Loading Multioutput text data


(James Callinicos) #1

Hey Team

Longtime listener on this forum, but first post!

I’m currently have issues trying to use torchtext dataloaders to load multi output text data from CSVs. In particular the error occurs during training when trying to iterate through the Iterators produced. But I think the actual issue may be fixed earlier on the code, so I’ll do my best to give a complete view.

An example CSV may look like this:

+---------------------------------------------------------------------------------+----------+----------+
|                                                                            text | labelOne | LabelTwo |
+---------------------------------------------------------------------------------+----------+----------+
|                                                  rugby is a good sport to watch | sport    | rugby    |
+---------------------------------------------------------------------------------+----------+----------+
| Uber files papers to go public, setting up the year's most anticipated tech IPO | business | IPO      |
+---------------------------------------------------------------------------------+----------+----------+

Where the model is trained to predict labelOne and labelTwo.

I load the data using the following piece of code:

TEXT = data.Field(sequential=True, tokenize=tokenizer, lower=True)
L1_LABEL = Field(sequential=False, use_vocab=False)
L2_LABEL = Field(sequential=False, use_vocab=False)

tv_datafields = [("id", None),
                 ("text", TEXT),
                ("labelOne", L1_LABEL),
                ("labelTwo", L2_LABEL)]

test_datafields = [("id", None),
                 ("comment", TEXT),
                ("labelOne ", None),
                ("labelTwo", None)]

train = TabularDataset(path='train.csv',
                      format='csv',
                      fields=tv_datafields,
                      skip_header=True)

test = TabularDataset(path='test.csv',
                     format='csv',
                     fields=test_datafields,
                     skip_header=True)

I then create an Iterator with the following:

train_iter = BucketIterator(train,
                            batch_size=12,
                            sort_key=lambda x: len(comment.text),
                            sort_within_batch=False,
                            repeat=False
                           )

test_iter = Iterator(test, batch_size=12, sort_within_batch=False, repeat=False)

When training the model, I get the following error message:

ValueError                                Traceback (most recent call last)
<ipython-input-179-a309dedac888> in <module>
      7     model.train()
      8 
----> 9     for x, y1, y2 in train_iter:
     10         opt.zero_grad()
     11 

ValueError: not enough values to unpack (expected 3, got 2)

The complete training code is:

for epoch in range(n_epochs):
    
    running_loss = 0.0
    running_l1_corrects = 0
    running_l2_corrects = 0
    
    model.train()
    
    for x, y1, y2 in train_iter:        
        opt.zero_grad()
        
        l1_pred, l2_pred = model(x)
              
        loss1 = loss_func(out1, target1)
        loss2 = loss_func(out2, target2)
        loss = loss1 + loss2
        loss.backward()
        opt.step()
        
        running_loss += loss.data[0] * x.size(0)
    epoch_loss = running_loss / len(train)

Any ideas or solutions would be highly appreciated!
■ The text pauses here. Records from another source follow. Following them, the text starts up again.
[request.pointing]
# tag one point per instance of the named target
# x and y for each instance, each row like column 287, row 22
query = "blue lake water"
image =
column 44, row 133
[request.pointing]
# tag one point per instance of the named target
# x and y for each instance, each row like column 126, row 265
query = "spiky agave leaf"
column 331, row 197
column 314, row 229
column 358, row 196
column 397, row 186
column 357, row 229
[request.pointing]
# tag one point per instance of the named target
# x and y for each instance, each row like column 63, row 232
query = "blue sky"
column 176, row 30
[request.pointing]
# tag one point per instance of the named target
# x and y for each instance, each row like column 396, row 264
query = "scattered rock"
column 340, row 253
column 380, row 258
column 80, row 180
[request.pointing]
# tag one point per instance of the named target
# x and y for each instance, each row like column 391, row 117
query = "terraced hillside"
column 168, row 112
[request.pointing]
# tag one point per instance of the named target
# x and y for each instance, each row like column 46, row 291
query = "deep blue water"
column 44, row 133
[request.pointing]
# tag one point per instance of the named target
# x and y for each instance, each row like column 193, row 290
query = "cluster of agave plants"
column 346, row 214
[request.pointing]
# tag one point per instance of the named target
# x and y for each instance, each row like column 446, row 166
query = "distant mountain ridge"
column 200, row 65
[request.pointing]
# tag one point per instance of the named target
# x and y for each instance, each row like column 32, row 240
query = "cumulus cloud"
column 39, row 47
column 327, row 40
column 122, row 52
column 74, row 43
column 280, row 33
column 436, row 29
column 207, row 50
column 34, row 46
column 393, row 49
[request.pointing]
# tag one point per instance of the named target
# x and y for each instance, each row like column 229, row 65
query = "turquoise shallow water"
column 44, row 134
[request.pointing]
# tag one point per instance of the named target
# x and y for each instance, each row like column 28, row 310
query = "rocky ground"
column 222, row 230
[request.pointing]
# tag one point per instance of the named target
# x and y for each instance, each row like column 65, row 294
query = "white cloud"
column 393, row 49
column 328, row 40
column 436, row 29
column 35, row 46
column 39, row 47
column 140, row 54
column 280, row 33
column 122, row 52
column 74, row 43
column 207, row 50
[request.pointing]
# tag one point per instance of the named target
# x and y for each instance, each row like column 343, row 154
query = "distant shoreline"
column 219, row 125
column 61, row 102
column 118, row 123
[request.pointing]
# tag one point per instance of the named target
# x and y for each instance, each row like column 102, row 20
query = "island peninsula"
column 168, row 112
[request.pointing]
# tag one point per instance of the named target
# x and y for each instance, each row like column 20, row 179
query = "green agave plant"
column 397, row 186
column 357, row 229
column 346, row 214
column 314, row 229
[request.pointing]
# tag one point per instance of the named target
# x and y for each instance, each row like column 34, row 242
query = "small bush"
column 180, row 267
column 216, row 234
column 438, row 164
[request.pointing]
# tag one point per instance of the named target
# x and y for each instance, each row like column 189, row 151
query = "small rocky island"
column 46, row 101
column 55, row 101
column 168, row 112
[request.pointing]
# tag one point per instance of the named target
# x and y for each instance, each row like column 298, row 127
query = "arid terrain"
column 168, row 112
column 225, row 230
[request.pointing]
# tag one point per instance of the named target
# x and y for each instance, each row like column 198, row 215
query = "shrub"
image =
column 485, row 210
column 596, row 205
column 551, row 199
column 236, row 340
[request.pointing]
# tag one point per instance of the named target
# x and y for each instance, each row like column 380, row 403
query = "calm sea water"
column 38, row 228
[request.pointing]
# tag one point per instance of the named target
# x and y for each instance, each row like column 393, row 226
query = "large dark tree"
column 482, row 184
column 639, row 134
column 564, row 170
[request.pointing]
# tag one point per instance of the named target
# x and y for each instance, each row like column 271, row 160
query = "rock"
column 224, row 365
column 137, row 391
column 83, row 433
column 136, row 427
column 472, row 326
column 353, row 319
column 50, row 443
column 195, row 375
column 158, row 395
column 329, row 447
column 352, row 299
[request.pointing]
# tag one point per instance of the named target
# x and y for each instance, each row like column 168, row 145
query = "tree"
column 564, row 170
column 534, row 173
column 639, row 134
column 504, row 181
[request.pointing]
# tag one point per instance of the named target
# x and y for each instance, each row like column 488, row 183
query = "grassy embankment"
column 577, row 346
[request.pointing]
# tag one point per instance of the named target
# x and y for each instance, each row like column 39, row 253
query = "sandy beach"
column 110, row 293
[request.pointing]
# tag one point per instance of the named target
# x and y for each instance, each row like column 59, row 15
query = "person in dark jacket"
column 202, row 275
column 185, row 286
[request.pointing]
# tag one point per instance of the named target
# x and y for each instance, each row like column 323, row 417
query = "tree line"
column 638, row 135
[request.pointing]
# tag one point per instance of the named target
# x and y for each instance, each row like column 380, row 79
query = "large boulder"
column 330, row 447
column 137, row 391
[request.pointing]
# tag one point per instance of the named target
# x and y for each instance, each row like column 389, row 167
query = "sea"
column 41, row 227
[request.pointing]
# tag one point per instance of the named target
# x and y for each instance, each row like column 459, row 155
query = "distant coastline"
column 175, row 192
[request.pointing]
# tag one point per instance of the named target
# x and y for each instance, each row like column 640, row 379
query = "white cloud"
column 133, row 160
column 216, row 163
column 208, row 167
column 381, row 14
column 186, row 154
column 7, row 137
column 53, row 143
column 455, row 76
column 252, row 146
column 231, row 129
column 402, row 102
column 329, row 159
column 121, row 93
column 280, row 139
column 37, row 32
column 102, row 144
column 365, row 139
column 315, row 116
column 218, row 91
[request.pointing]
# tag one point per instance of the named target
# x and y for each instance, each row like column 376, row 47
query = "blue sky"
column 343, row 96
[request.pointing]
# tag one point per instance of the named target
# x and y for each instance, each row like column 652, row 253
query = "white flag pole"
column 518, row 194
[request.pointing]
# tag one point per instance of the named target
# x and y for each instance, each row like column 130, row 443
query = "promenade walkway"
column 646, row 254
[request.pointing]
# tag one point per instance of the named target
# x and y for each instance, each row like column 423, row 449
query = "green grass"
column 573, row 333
Alternatively, any new methods of loading data outside of torchtext would be perfect as well.

Thanks heaps in advance.


(Chris) #2

Maybe your CSV is a bit off, for example, in a line one of the fields is empty or a separator is missing. Does it work if you use a copy of your CSV file containing only the first 10 lines (and where you can easily check if all lines look correct). At least you can tell if it’s a problem with the file, and not with torchtext.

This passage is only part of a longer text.